Au-delà de l’« énergie positive » (zheng nengliang). Politique des affects négatifs en Chine de l’après-Réforme
Résumé
Cette communication vise à présenter la réflexion collective initiée à l’Université Libre de Bruxelles en 2019 autour d’une anthropologie des affects négatifs en Chine post-réforme. Les contributeurs ont mis en commun leurs travaux ethnographiques, en vue d’explorer l’expression et le potentiel politique des affects et des émotions négatives dans la vie quotidienne et la culture publique, dans un contexte où l’Etat-Parti promeut activement bonheur et positivité. Ainsi, la négativité n’est pas seulement entendue comme qualité dysphorique de l’expérience ; elle se construit à travers des régimes émotionnels façonnés par le pouvoir, produits par des actes de définition explicites ou des atmosphères mises en scène qui favorisent certains affects et rejettent ou en condamnent d’autres. Menées au cours de la dernière décennie dans différentes villes (Pékin, Chengdu, Jinan, Shanghai, Canton, Hong Kong), les enquêtes mettent au jour les espaces de mise en public d’affects tels que la douleur, le trouble (kunhuo) et la perplexité (mimang), la honte, l’amertume ou la peur.
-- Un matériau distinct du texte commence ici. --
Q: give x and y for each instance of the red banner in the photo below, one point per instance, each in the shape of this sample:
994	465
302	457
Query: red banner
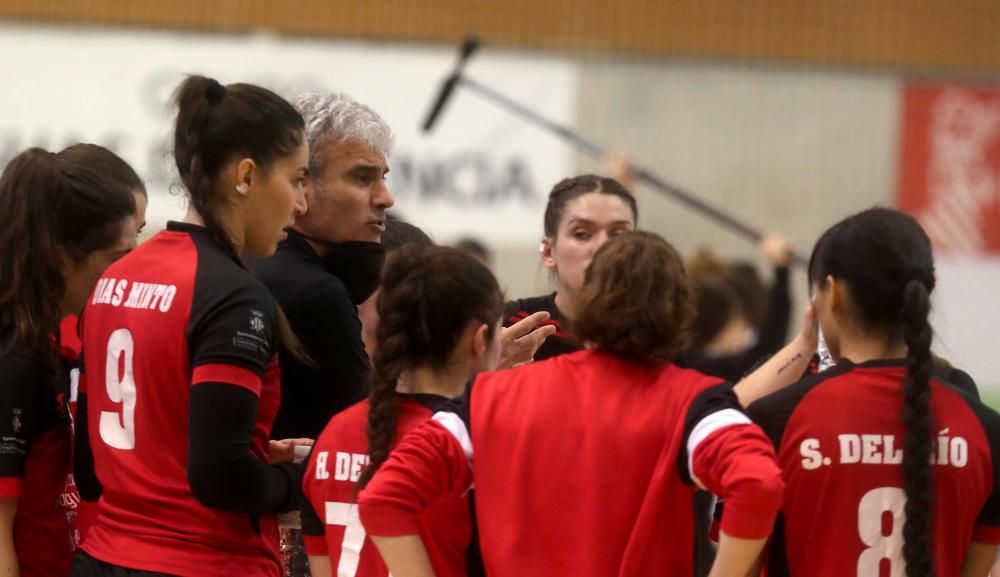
950	165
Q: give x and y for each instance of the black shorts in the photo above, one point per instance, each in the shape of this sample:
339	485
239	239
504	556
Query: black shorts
86	566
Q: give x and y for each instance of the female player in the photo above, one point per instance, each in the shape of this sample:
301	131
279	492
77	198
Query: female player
890	471
439	347
575	460
582	213
65	220
179	356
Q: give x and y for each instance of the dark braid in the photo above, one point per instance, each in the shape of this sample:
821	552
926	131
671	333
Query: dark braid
884	257
918	443
420	325
216	124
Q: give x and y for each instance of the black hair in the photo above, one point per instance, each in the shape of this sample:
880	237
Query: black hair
216	124
569	189
885	260
399	233
51	203
420	324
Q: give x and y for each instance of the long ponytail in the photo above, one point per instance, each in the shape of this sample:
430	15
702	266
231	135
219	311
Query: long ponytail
885	258
918	442
420	325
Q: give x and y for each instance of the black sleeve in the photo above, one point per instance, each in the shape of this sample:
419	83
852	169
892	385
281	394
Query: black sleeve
774	331
84	475
961	380
326	322
312	524
711	400
222	471
20	403
233	326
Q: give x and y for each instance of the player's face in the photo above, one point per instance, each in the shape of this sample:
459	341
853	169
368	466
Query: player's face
271	205
587	222
350	197
81	276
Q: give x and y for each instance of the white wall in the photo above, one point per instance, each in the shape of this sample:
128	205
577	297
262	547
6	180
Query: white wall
790	150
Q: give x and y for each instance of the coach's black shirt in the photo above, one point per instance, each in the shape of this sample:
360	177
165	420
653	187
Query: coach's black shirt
324	317
560	343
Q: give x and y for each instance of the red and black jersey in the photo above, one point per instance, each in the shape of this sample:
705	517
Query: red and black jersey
174	314
839	436
585	464
331	523
35	457
560	343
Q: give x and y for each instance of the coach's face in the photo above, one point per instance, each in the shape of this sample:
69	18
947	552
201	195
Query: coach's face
348	200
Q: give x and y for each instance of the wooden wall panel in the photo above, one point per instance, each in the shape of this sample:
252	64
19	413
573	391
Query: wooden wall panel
956	35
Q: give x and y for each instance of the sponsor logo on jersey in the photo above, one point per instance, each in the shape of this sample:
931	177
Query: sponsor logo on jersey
347	466
137	295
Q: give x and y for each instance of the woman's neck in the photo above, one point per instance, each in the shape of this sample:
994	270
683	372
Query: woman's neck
566	303
860	348
192	216
449	382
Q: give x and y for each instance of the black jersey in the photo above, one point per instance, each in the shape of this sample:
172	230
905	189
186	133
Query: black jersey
325	318
562	342
179	389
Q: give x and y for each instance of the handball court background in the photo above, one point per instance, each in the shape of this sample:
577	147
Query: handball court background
789	114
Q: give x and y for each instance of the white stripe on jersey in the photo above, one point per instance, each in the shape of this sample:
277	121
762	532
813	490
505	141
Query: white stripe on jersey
457	428
705	427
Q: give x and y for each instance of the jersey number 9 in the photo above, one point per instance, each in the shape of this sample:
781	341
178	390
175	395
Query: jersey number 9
118	429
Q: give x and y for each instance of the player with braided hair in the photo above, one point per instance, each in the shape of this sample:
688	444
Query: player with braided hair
427	350
890	470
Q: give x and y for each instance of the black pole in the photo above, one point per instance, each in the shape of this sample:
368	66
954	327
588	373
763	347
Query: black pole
590	147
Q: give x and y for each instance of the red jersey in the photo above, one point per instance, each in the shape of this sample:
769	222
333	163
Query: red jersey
35	458
331	524
584	464
175	312
839	436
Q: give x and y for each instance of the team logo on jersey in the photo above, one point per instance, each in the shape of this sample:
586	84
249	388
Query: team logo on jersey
257	322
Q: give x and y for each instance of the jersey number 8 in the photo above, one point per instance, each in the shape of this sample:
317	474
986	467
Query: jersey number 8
118	429
876	504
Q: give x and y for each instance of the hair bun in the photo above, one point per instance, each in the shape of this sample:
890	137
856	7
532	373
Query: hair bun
214	92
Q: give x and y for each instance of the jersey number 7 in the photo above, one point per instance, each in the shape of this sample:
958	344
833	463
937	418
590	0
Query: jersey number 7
118	429
346	515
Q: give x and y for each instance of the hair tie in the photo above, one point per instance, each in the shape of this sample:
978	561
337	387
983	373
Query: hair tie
214	92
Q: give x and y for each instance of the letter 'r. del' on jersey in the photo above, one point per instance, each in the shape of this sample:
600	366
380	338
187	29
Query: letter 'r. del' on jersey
839	436
584	464
174	313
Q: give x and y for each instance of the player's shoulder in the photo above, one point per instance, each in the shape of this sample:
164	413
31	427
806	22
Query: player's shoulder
773	411
17	367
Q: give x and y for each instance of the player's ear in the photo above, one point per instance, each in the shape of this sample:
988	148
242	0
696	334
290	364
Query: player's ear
480	342
547	251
Qu’il s’agisse par exemple de groupes de parents de personnes vivant avec un diagnostic psychiatrique, de psychothérapies collectives, de clubs de parole pour jeunes éduqués ou d’événements commémoratifs au sein d’université, les contextes d’interaction étudiés invitent à s’interroger sur ce que produisent ces situations de partage émotionnel. Qu’advient-il lorsque les affects éprouvés ne s’accordent plus avec
les modes normatifs de subjectivité promus à travers la culture publique – l’individu auto-responsable et entrepreneur de soi, la figure de Lei Feng, le citoyen « reconnaissant » ? Si un nombre croissant de travaux en anthropologie et Cultural Studies célèbrent le potentiel transformateur des affects négatifs, la démarche ethnographique offre un éclairage plus nuancé. Elle montre notamment comment ce potentiel politique est modulé par les modes d’interaction, mais aussi les répertoires culturels appropriés par les acteurs pour donner sens à leurs expériences.